In order to distinguish between my own writings, and those of the Grand Jury, I will use a different font that makes the Grand Jury Report appear to be typed.


Christine Dutton, DOH's head lawyer, chief counsel;

her first mention in the Grand Jury Report was that she "defended the department’s indifference": “People die,” she said.

"Appallingly, the chief counsel for the department of health, Christine Dutton, defended Staloski’s inaction following Mrs. Mongar’s death. Dutton testified that she had reviewed the emails and documents showing that Staloski and her staff were communicating with Gosnell’s office to get him to file the MCARE form. Based on these very minimal efforts, Dutton insisted: “we were responsive.” Pushed as to whether the death of a woman following an abortion should have prompted more action – perhaps an investigation or a report to law enforcement – Dutton argued there was no reason to think the death was suspicious. “People die,” she said."

Two DOH attorneys, Kenneth Brody and James Steele, "both testified that they believe that abortion clinics such as Gosnell’s fit within the law’s definition of an ambulatory surgical facility. Their boss, Chief Counsel Christine Dutton, refused to acknowledge that the ASF definition would cover abortion clinics, but could not explain why it did not. She said she “would have to research that to determine if that were the case.”
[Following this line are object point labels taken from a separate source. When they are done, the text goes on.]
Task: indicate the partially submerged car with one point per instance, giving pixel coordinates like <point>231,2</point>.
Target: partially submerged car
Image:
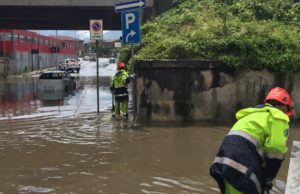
<point>70,65</point>
<point>112,60</point>
<point>51,81</point>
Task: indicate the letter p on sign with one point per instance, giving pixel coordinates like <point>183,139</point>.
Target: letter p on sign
<point>130,18</point>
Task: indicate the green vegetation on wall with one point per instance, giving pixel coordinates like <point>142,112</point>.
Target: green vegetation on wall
<point>246,34</point>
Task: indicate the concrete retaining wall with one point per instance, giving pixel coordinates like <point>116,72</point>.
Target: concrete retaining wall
<point>191,90</point>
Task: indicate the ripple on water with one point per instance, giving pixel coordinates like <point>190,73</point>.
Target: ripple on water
<point>30,189</point>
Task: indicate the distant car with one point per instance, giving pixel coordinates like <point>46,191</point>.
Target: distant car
<point>112,60</point>
<point>70,65</point>
<point>86,58</point>
<point>51,81</point>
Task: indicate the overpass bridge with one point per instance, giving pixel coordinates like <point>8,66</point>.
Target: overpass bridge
<point>69,14</point>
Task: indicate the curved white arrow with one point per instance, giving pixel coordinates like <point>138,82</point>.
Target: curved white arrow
<point>131,34</point>
<point>134,4</point>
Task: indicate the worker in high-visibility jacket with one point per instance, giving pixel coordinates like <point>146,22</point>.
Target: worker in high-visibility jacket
<point>119,88</point>
<point>252,152</point>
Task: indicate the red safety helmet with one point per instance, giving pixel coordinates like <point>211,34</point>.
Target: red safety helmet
<point>121,66</point>
<point>282,96</point>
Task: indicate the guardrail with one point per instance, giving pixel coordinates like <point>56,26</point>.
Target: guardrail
<point>3,67</point>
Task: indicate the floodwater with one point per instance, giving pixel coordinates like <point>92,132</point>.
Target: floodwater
<point>67,148</point>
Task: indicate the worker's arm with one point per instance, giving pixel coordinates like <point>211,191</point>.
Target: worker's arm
<point>275,146</point>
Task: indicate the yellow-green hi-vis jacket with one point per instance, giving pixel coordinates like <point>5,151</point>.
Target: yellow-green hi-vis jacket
<point>253,150</point>
<point>269,126</point>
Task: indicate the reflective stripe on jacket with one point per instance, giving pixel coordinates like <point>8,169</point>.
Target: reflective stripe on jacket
<point>269,126</point>
<point>259,136</point>
<point>119,85</point>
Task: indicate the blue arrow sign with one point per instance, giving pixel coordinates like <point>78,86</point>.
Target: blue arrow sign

Dutton, however, before becoming chief counsel, was assigned to advise the DOH division that licenses ambulatory surgical facilities. As such, she had to be very familiar with what constitutes an ambulatory surgical facility. In fact, she was senior counsel to the division when DOH was dealing with the aftermath of the death, in 2001, of a 19-year-old girl following liposuction performed in a plastic surgeon’s office. When the girl’s parents complained to DOH, an immediate investigation revealed that the office of the surgeon, Dr. Richard Glunk, should have been licensed as an ASF, but was not.

As a result of the Glunk case, DOH initiated a campaign to encourage compliance with ASF licensure requirements. Chief Counsel Dutton would have been in the middle of that effort in 2002 when she was senior counsel. Yet she testified that she never considered treating abortion clinics – facilities where, according to the abortion regulations, “ambulatory gynecological surgery” is performed – as ambulatory surgical facilities."


Dutton admitted in her testimony that the decision not to inspect was a policy decision, not one grounded in the law:

    • Q: Does it surprise you to know that some of the reasons cited for the failure to go out and do these inspections is that they believed that they didn’t have the legal authority to do so?
    • A: That would surprise me, yes. . . . To me, I would believe that they didn’t go out to do them because some policy had been set in the department at some point in time in the past that we were not going to do regular inspections of abortion facilities.

Dutton’s failure to recognize and treat abortion clinics as ASFs, and her silence as DOH shirked its duty to protect women and infants at abortion clinics, reflect a blatant refusal to enforce the law."

Along with two other lawyers, Brody and Steele, Dutton "asserted that a provision of the abortion regulations – one that gives DOH the authority to approve facilities as abortion providers – somehow precludes any other health care law from applying to abortion clinics." The Grand Jury said "this explanation is nonsensical."